More:Legislators react to news of Escalante's closure with bill aimed at economic development

Montoya looks to broaden scope of 30-day legislative session

State Rep. Rod Montoya

The 30-day session means it has a narrow scope. Only budget, appropriations and finance bills, bills authorized by the governor and bills vetoed by the governor during the previous session can be discussed. But Rep. Rod Montoya, R-Farmington, hopes that will change in the future.

Montoya has sponsored House Joint Resolution 7, which would expand the scope of a 30-day session. If passed, the joint resolution would allow voters to decide whether to allow up to two bills sponsored by each legislator to be discussed even if the bills were outside the general purview of the 30-day session.

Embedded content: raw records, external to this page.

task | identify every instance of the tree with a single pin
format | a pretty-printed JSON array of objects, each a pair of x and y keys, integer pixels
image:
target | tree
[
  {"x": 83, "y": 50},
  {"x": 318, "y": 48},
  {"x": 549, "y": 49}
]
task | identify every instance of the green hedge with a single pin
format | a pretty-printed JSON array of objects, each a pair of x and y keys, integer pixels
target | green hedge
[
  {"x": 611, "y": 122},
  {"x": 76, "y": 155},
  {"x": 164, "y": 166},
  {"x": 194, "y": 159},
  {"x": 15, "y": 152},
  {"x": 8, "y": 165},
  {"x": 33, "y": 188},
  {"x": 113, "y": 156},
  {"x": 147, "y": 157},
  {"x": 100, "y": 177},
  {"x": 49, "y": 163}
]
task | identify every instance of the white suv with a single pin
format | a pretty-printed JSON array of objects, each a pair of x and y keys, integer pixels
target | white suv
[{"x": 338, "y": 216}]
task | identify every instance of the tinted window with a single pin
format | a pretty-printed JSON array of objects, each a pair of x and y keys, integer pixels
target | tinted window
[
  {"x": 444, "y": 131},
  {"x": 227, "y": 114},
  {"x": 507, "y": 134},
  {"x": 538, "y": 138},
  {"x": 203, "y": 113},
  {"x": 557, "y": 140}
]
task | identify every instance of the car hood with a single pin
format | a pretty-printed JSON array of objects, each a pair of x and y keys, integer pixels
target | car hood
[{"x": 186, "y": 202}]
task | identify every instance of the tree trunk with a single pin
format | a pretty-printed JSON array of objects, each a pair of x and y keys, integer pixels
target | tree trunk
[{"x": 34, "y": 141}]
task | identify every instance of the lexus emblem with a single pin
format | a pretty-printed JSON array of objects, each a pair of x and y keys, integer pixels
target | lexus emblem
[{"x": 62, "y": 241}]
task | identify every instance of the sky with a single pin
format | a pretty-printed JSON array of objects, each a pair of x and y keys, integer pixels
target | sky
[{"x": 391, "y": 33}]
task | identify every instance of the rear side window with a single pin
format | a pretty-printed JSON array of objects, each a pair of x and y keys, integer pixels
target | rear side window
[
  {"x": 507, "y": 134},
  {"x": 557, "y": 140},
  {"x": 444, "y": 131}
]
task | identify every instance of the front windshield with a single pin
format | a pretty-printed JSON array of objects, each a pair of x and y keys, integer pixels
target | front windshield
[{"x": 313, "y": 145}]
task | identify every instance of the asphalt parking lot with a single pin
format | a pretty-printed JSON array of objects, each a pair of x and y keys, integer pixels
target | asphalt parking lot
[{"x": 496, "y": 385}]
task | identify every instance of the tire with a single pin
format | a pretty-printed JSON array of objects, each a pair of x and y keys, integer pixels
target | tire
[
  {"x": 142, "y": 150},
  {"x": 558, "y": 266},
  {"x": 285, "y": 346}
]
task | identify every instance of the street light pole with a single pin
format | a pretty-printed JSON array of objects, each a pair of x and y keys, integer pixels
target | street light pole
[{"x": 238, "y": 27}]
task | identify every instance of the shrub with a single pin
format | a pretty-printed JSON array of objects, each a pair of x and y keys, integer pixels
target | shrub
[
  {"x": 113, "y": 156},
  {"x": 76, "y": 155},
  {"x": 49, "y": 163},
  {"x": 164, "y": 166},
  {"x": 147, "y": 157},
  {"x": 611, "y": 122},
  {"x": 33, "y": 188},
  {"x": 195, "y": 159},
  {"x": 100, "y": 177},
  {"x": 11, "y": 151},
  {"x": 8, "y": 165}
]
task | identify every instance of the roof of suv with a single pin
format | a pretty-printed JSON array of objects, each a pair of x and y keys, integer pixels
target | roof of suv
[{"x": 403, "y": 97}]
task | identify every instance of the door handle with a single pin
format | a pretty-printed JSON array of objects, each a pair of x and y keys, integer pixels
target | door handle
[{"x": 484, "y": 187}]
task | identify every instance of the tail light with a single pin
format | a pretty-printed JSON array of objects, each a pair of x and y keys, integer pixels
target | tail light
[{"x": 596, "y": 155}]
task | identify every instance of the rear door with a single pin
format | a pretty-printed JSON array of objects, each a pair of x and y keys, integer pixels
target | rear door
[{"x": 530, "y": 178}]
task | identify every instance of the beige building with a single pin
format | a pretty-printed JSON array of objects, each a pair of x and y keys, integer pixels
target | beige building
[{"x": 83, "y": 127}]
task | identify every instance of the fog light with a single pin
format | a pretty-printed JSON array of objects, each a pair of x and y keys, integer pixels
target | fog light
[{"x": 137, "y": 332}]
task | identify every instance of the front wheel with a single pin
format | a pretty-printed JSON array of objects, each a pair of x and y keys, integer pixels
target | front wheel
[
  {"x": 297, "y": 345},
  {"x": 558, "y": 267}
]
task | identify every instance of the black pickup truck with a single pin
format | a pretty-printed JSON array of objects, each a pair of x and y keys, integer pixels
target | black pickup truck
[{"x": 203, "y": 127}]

Montoya has sponsored several bills limiting abortions this session. These bills will likely not be discussed this year.

The joint resolution was introduced on Jan. 28 and referred to the House State Government, Elections and Indian Affairs Committee.

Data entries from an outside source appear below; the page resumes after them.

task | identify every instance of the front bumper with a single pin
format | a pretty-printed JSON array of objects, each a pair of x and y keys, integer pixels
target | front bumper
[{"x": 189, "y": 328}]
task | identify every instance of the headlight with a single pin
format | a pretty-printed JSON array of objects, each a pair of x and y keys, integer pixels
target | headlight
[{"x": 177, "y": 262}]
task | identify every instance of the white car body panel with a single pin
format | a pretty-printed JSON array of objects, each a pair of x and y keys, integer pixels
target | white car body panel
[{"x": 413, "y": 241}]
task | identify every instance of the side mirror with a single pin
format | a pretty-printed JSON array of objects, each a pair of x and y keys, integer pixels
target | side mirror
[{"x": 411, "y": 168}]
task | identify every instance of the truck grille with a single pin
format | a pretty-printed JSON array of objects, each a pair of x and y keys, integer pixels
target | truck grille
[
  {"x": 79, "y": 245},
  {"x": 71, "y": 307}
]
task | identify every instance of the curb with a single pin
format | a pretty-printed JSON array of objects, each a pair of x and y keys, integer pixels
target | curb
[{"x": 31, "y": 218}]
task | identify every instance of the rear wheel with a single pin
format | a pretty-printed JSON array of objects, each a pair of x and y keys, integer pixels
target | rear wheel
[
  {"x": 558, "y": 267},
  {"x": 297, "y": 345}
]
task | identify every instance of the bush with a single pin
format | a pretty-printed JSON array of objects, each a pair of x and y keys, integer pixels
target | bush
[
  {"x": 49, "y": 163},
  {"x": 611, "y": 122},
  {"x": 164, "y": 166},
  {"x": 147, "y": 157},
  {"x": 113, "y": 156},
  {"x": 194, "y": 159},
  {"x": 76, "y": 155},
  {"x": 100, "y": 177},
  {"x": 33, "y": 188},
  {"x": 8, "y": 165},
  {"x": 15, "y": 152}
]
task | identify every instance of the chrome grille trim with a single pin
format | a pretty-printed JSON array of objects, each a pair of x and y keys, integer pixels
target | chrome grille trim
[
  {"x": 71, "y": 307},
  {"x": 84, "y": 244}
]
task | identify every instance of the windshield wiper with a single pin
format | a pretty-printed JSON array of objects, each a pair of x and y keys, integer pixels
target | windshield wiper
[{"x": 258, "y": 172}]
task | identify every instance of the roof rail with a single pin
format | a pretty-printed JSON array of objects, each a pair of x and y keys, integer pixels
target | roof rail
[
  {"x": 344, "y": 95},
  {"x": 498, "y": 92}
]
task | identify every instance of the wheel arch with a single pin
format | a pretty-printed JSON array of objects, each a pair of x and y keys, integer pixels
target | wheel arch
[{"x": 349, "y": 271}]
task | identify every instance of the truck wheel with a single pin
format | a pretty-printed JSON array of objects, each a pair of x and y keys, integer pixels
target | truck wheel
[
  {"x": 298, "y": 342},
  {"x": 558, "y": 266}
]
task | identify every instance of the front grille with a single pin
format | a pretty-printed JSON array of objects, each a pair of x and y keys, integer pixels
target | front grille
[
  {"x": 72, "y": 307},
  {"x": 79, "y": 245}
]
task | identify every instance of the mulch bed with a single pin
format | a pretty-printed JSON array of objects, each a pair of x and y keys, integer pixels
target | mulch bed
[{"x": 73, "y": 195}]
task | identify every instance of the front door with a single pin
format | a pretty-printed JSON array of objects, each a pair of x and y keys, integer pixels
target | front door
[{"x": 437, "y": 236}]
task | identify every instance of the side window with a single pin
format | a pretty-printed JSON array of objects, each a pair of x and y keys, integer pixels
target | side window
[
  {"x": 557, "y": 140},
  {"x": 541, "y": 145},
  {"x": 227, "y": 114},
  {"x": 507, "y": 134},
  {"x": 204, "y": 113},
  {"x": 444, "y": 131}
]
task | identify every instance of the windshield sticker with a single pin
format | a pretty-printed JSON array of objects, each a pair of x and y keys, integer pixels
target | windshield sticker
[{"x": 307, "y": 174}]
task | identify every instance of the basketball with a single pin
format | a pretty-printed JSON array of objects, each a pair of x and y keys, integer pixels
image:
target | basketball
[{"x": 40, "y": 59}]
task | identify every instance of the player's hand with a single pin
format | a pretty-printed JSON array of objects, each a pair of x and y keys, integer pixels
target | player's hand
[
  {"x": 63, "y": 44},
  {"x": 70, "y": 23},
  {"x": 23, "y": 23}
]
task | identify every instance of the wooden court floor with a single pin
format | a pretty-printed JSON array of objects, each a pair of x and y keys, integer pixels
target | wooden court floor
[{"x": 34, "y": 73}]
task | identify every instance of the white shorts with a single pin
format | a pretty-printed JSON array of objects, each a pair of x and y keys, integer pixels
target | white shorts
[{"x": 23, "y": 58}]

Task force could study topics surrounding juvenile detention 

A house memorial that would request New Mexico Counties to convene a task force to study juvenile detention facilities passed the House Judiciary Committee on Jan. 28 on a 13-0 vote with one committee member absent.

Traci Neff, administrator for the San Juan County Juvenile Detention Center, talks about the Kids and Canines program at the juvenile detention center in Farmington. The program brings shelter dogs into the detention center for the youth to train.

This report from New Mexico Counties would be due to the Legislature in December. New Mexico Counties is a non-profit entity that provides support to counties in the state.

Out of the 33 counties in New Mexico, only six have juvenile detention facilities. San Juan County is one of those six. That means youth from other parts of the state are transported to San Juan County for housing in the juvenile detention center.

The study would look at seven things:

  1. How the state, counties and city governments can share the costs of juvenile detention facilities
  2. Creating alternatives to juvenile detention
  3. Improving court processes and procedures to reduce the impact on detained youth
  4. Funding for residential treatment facilities targeting youth with substance abuse, mental illness or developmental disabilities
  5. Promoting gender-based and LGBTQ approaches
  6. Increasing community resources to reduce the number of youth involved in the criminal justice system
  7. The feasibility of creating a trained and certified statewide transportation team

Neville, Candelaria sponsor bill to fund transmission lines

Transmission lines run from the San Juan Generating Station in August 2016.

Sen. Steve Neville, R-Farmington, and Sen. Jacob Candelaria, D-Albuquerque, have sponsored a bill that would allow the use of industrial revenue bonds on electrical transmission facilities, such as transmission lines. Gov. Michelle Lujan Grisham authorized this bill to be discussed during the 30-day session. 

The bill would help New Mexico export electricity, especially renewable energy, to interstate markets. However, the fiscal impact report warns that projects funded by industrial revenue bonds can have negative fiscal implications for the state, county and school districts by reducing tax base.

Despite the potential tax impacts, the bill cleared its first committee with a do pass recommendation on Jan. 27.

Sen. Pinto introduces her first bill after taking grandfather's seat

Shannon Pinto is pictured in 2019 while applying for the San Juan County nomination to her grandfather's seat on the state Senate.

Sen. Shannon Pinto, D-Tohatchi, introduced her first bill on Jan. 27. Pinto was appointed to the Senate following her grandfather Sen. John Pinto's death earlier this year. The first bill she introduced would appropriate $150,000 to the Indian Affairs Department to conduct a feasibility study on remediation of Whiskey Lake for recreational use. Whiskey Lake is a reservoir in McKinley County.

The Senate Committees Committee determined that the bill falls within the purview of the 30-day session on Jan. 28 and referred it to the Senate Indian and Cultural Affairs Committee.

The deadline to file legislation is Feb. 5.